Pourquoi une telle stratégie ? Seul le Coordinateur du PRRE, Oumarou Camara et son Spécialiste en gestion financière pourront y répondre. Du moins à l’heure actuelle.

Bref, le Projet de Reconstruction et de Relance Économique (PRRE) a été sacrifié sur l’autel d’intérêts égoïstes. Autrement dit, la caisse de la structure a subi une saignée financière de plusieurs dizaines de millions de francs CFA.

En réalité, cette mauvaise gestion est le fruit d’un système bien huilé, mis en place par le « prince » de l’Unité de Coordination du PRRE et ses complices.

Selon ce système, les responsables du PRRE veillent aux « bons soins » de leurs pots et de leur propre personne: enveloppes de fin du mois, marchés de gré à gré, bons de carburant à gogo, voyages et autres cadeaux en nature. Du moins, s’ils veulent éviter les « ennuis ».

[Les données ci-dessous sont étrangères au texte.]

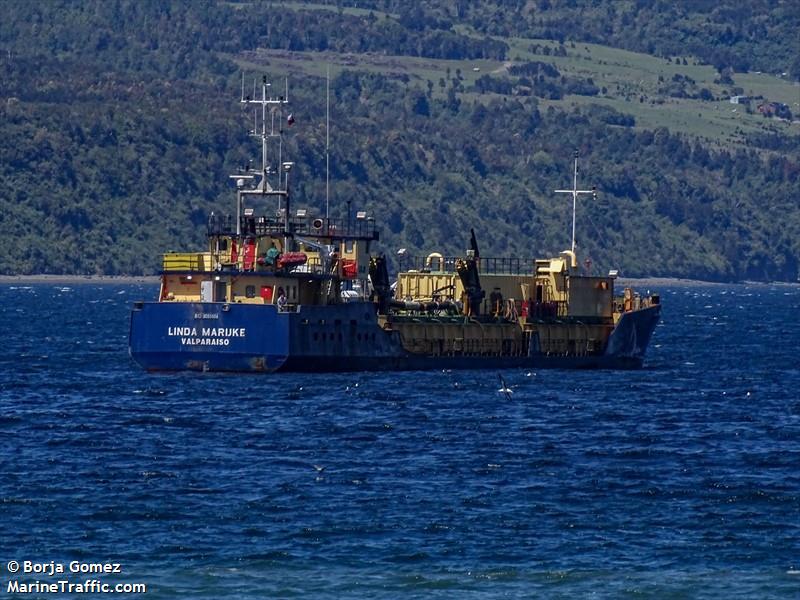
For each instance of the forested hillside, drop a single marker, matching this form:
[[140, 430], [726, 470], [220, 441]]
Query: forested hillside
[[120, 123]]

Autant de pratiques et de manœuvres déloyales qui sont à l’origine de l’évaporation de 749,6 millions FCFA à l’Unité de Coordination du Projet de Reconstruction et de Relance Économique.  D’où la transmission et la dénonciation de faits par le Vérificateur général au Président de la Section des Comptes de la Cour Suprême et au Procureur du Pôle économique et financier relativement : au paiement irrégulier des travaux de l’ouvrage du pont de Kaneye pour un montant de 24 597 500 FCFA ;  au paiement irrégulier du contrôle et de la surveillance du pont de Kaneye pour un montant de 23 437 000 FCFA ; à la non-application de pénalités de retard pour un montant de 557 761 686 FCFA.